15.      INTERPRETATION; CONSTRUCTION.

         15.1     The headings set forth in this Agreement are for convenience
of reference only and shall not be used in interpreting this Agreement. This
Agreement has been drafted by legal counsel representing the Company, but
Executive has been encouraged, and has consulted with, his own independent
counsel and tax advisors with respect to the terms of this Agreement. The
Parties acknowledge that each Party and its counsel has reviewed and revised, or
had an opportunity to review and revise, this Agreement, and the normal rule of
construction to the effect that any ambiguities are to be resolved against the
drafting party shall not be employed in the interpretation of this Agreement.

                                       5
<PAGE>

16.      REPRESENTATIONS AND WARRANTIES.

         16.1     Executive represents and warrants that he is not restricted or
prohibited, contractually or otherwise, from entering into and performing each
of the terms and covenants contained in this Agreement, and that his execution
and performance of this Agreement will not violate or breach any other
agreements between Executive and any other person or entity.

17.      COUNTERPARTS.

         17.1     This Agreement may be executed in two counterparts, each of
which shall be deemed an original, all of which together shall contribute one
and the same instrument.

         IN WITNESS WHEREOF, the Parties have executed this Agreement as of the
date first above written.

                               The Company:

                               MAXIM PHARMACEUTICALS, INC.

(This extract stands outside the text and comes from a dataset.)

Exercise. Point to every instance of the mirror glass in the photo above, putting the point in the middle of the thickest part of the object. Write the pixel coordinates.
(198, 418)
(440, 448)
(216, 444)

                               By:   /s/ LARRY G. STAMBAUGH
                               ------------------------------------------
                               Larry G. Stambaugh
                               Chairman of the Board, President and Chief
                               Executive Officer

                               EXECUTIVE:

                               /s/ KURT R. GEHLSEN
                               ------------------------------------------
                               Kurt R. Gehlsen, Ph.D.